L’Algérie cristallise les tensions

Lors d’un récent colloque organisé par un grand acteur du secteur, il a été expliqué ceci : «Tout le paradoxe des derniers mois, pour l’aftermarket, c’est que les professionnels ont plutôt bien, voir très bien, travaillé, avec des entrées qui étaient au plus hautes. Mais ces mêmes professionnels ont aussi vu leur panier moyen se réduire parce que les automobilistes font davantage attention. A cela s’ajoute aussi une tension plus globale : les produits sont plus chers parce que le coût des matières ne cesse d’augmenter, ils sont aussi parfois plus rares en fonction des marchés et des contextes, la facture énergétique pour faire tourner un atelier s’est envolée dans de nombreuses régions, etc.» Aucune strate d’acteurs ni aucune famille de produits n’échappe à cette logique. Celle des pièces de liaison au sol vit au rythme de cette dynamique dégradée. De surcroit au Maghreb où, si les problématiques diffèrent selon les pays, les soucis sont nombreux. «C’est un marché très diversifié où chaque pays nécessite une approche différente», abonde Georg Winter, responsable aftermarket de la région Afrique du Nord-Ouest/Centrale & DOMTOM de ZF Friedrichshafen, présent en suspension avec la marque Lemförder. Premier d’entre eux, l’Algérie, principal débouché de la rechange sur le continent avec l’Afrique du Sud, cristallise cette sensation d’avancer en marchant sur des œufs. «Depuis plus d’un an, ça devient très compliqué pour nous comme pour tout le monde, note Farid Sihocine, responsable des ventes Afrique francophone et Dom-Tom de KYB. En 2022, le contexte a fortement impacté notre chiffre d’affaires local et on sent une vraie tension sur les produits». Dans une logique de perdant-perdant, le gouvernement algérien a en effet décidé de bloquer ses frontières commerciales avec l’idée de favoriser l’économie locale. Une stratégie inopportune en période de récession.

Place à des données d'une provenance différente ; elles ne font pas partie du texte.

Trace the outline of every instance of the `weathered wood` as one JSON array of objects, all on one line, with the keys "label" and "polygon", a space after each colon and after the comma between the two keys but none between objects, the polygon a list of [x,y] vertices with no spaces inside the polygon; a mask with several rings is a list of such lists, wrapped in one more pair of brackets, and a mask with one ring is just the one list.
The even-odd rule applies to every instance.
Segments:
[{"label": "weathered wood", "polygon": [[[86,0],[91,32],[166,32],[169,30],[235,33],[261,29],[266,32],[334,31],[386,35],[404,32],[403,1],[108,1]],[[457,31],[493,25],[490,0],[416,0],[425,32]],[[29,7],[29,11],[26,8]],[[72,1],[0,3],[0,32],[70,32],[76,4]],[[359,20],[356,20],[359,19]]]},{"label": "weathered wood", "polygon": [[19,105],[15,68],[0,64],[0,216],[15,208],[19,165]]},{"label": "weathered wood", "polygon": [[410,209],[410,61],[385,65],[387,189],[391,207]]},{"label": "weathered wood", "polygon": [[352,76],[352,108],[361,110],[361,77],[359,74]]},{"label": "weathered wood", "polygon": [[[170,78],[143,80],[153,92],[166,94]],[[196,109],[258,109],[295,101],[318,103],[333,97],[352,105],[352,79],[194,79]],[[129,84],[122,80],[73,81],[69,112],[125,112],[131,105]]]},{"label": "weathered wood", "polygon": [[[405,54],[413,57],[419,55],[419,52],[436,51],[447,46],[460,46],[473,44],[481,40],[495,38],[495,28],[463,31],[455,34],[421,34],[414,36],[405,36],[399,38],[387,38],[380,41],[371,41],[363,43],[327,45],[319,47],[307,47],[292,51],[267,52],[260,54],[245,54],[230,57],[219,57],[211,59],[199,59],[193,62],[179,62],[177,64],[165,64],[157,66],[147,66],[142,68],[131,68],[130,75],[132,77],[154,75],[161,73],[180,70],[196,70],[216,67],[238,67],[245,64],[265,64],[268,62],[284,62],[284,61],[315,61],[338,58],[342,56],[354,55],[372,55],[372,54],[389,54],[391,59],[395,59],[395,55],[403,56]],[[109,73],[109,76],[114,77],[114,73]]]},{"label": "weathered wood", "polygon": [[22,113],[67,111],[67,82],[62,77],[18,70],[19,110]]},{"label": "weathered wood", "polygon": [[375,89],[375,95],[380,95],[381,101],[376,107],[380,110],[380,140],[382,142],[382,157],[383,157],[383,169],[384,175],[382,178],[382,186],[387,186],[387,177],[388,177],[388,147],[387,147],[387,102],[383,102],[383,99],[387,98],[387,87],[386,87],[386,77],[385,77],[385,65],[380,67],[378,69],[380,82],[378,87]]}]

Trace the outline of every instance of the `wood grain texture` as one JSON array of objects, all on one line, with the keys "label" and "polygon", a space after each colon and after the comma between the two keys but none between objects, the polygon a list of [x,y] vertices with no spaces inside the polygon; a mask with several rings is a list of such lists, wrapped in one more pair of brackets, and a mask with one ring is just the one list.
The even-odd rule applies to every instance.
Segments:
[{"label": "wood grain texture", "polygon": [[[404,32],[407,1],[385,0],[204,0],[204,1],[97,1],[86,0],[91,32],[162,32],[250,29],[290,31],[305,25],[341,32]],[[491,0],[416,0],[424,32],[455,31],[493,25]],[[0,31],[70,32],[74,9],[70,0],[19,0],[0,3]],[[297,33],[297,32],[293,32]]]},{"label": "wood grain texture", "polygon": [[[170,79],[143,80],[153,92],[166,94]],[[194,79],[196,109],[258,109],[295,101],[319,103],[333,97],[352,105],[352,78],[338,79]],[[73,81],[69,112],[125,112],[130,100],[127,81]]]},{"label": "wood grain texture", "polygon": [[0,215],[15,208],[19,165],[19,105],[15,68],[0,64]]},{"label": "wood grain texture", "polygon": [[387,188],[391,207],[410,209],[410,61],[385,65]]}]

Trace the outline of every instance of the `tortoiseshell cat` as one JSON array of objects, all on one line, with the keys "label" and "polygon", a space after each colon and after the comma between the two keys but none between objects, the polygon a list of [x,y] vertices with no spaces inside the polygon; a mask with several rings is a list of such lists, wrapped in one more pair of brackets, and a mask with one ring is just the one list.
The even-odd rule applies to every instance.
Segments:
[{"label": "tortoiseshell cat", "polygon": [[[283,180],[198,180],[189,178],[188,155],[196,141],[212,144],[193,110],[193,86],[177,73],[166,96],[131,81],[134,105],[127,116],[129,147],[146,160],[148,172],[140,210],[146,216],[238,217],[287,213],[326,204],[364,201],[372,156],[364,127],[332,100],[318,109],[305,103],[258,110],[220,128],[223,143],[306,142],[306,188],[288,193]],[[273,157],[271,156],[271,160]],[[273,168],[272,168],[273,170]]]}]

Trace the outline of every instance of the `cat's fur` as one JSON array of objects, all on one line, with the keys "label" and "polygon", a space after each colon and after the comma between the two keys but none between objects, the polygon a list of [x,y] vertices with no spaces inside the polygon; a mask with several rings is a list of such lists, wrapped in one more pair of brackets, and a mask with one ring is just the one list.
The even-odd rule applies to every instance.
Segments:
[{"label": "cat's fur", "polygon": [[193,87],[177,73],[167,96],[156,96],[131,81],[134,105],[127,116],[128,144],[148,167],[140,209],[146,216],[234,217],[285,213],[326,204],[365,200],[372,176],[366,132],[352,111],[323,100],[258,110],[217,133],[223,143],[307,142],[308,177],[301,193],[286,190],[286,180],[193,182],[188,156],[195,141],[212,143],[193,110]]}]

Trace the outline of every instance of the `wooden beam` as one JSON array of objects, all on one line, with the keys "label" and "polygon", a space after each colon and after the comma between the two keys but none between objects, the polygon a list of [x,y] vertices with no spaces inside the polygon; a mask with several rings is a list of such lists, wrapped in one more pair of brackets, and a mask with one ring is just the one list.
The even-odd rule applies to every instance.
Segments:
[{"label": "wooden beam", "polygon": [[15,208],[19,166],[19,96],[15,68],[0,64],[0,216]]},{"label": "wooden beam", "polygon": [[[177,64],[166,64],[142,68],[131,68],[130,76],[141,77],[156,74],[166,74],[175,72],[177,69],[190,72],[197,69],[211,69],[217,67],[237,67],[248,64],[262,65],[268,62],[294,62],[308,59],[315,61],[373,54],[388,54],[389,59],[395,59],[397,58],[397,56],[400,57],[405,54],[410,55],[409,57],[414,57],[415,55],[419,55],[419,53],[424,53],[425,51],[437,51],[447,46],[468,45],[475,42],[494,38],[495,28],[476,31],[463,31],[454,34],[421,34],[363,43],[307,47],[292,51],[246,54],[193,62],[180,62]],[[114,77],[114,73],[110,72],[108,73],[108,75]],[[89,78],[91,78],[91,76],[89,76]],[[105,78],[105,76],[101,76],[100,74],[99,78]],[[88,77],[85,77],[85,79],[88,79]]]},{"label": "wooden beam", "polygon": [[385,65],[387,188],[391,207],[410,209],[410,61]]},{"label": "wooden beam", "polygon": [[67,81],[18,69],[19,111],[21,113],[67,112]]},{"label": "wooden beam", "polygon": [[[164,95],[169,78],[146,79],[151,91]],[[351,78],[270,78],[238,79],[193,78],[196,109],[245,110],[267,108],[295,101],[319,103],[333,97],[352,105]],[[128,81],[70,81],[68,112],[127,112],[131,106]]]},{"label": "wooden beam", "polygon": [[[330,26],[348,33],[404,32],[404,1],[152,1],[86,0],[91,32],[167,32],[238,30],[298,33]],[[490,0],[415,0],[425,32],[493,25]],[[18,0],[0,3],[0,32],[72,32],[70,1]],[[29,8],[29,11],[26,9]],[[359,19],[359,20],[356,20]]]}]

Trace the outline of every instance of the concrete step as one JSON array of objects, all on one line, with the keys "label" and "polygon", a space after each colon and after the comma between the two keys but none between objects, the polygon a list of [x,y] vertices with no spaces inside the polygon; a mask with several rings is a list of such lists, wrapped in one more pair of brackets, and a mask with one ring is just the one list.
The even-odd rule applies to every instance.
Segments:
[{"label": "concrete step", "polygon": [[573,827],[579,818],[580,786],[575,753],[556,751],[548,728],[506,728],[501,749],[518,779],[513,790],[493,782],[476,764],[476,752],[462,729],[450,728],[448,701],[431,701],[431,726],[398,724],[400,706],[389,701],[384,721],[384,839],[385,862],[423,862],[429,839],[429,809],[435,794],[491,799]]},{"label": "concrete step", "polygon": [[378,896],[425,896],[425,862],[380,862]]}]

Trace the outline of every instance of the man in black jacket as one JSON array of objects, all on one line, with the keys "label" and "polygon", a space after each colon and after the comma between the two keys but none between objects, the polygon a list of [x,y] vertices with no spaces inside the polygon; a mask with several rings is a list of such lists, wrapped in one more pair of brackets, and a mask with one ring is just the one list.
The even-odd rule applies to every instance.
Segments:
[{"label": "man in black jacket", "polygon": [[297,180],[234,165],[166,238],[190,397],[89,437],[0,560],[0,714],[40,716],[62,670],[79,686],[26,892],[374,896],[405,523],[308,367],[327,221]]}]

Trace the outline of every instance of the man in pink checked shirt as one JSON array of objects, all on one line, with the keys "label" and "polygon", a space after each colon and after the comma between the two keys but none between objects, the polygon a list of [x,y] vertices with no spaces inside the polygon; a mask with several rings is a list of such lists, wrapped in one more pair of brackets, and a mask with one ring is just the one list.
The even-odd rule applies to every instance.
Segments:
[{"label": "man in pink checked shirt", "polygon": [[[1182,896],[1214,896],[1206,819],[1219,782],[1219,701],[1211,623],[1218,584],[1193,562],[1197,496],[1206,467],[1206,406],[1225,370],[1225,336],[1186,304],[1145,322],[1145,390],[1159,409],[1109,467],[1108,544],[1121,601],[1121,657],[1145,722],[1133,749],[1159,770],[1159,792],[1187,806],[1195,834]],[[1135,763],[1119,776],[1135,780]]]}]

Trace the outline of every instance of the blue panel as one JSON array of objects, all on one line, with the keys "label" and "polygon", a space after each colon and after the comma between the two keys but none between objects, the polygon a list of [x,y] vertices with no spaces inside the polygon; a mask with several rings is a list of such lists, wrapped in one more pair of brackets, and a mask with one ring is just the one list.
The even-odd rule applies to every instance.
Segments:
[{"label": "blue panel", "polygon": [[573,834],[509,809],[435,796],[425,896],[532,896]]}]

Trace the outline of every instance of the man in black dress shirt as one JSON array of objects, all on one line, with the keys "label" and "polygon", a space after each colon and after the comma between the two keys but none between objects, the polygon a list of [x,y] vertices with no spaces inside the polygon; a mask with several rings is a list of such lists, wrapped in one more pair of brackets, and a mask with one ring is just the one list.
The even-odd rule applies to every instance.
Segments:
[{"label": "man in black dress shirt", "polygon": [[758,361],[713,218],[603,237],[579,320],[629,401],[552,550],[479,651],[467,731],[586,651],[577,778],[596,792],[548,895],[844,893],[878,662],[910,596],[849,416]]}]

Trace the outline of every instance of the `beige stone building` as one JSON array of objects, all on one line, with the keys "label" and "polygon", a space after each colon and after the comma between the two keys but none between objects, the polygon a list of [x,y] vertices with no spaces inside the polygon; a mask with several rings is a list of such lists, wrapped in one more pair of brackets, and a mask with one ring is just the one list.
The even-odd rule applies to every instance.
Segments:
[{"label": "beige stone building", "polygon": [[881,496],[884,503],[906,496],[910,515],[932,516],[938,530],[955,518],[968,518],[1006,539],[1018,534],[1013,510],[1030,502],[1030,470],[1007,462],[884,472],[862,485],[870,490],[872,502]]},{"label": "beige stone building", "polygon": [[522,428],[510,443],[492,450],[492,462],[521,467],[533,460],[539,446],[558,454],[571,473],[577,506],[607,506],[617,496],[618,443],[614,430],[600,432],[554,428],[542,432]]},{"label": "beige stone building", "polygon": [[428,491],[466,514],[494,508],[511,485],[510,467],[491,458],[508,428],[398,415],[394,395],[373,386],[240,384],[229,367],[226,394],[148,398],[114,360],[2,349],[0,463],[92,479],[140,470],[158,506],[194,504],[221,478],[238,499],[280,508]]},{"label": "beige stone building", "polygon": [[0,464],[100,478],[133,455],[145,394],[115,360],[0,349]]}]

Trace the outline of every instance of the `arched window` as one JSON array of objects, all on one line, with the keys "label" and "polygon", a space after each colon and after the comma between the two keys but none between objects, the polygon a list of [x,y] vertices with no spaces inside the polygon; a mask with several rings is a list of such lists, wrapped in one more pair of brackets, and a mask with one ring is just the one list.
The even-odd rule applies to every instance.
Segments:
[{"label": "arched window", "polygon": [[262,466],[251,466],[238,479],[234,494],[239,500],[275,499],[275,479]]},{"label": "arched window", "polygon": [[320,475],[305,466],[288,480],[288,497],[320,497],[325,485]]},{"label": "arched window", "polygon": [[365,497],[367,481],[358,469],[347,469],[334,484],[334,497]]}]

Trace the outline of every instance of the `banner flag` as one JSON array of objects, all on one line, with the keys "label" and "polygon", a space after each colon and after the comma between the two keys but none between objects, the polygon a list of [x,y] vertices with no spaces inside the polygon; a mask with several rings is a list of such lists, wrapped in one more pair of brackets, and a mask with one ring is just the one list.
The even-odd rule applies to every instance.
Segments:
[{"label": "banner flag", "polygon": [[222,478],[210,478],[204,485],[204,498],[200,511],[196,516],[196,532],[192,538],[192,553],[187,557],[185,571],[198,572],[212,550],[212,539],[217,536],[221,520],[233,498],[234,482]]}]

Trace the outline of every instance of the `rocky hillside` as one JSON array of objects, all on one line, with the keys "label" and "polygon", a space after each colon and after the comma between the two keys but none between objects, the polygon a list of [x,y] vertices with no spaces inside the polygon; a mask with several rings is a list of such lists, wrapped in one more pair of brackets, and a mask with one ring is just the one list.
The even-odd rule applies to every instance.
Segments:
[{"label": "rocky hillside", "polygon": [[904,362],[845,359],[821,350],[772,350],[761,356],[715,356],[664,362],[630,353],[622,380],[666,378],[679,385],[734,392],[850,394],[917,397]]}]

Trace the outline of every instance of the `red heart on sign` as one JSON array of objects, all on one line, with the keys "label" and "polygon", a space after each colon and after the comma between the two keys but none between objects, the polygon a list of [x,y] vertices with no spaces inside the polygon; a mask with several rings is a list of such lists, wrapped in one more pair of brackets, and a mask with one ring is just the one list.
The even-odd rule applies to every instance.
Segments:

La prédominance des marques asiatiques

«En Algerie, l’importation des produits destinés à la revente en l’état est soumise à l’obtention d’un document délivré par les services de l’Agence nationale de la promotion du commerce extérieur « Algex », à joindre au dossier de domiciliation déposé auprès des agences bancaires. Il s’agit d’une attestation confirmant l’indisponibilité des produits à importer sur le marché national qui peut être obtenue en introduisant une demande en ligne sur la plateforme électronique Algex. Cette procédure complexifie notre travail. L’ensemble de la rechange souffre de cette situation», confirme Mohamed Zribi, directeur marketing et commercial de la SIA (Société industrielle d’amortisseurs) qui distribue notamment les marques FIAM et Record. La majorité des fabricants étrangers de pièces n’arrivent plus à commercialiser leurs produits dans le pays, les distributeurs peinent à trouver de la matière pour nourrir leurs rayons et les clients sont cantonnés au peu qu’ils trouvent. «Les pièces sont très chères car très rares et les automobilistes sont ainsi moins regardant sur la qualité», complète Mohamed Zribi. Et alors que l’Algérie était déjà un marché très orienté sur les prix, la fermeture de ses importations n’a fait qu’exacerber la tendance. De quoi décourager les représentants premium ? Non, balaye-t-on à la SIA même si Mohamed Zribi déplore de n’être, aux yeux des automobilistes locaux, qu’une option secondaire. «Le marché algériens est orienté prix et nos clients se tournent essentiellement vers les marques asiatiques. Notre avantage reste la proximité, et une qualité de produit premium.» Sentiment partagé par Georg Winter : «Le plus grand défi est d’être compétitif sur un marché très sensible aux prix, tout en offrant la qualité qui est attendue avec notre marque». Des représentants asiatiques au demeurant omniprésents alors que le gap, en termes de prix, entre eux et le haut du panier peut varier de 30 à 50 %. Et comme si ce soucis ne suffisait pas, les équipementiers premium sont aussi confrontés à un phénomène de contrefaçon toujours aussi marqué. En dépit des mesures gouvernementales prises, avec plus ou moins de vigueur, dans tout le Maghreb, la problématique demeure forte.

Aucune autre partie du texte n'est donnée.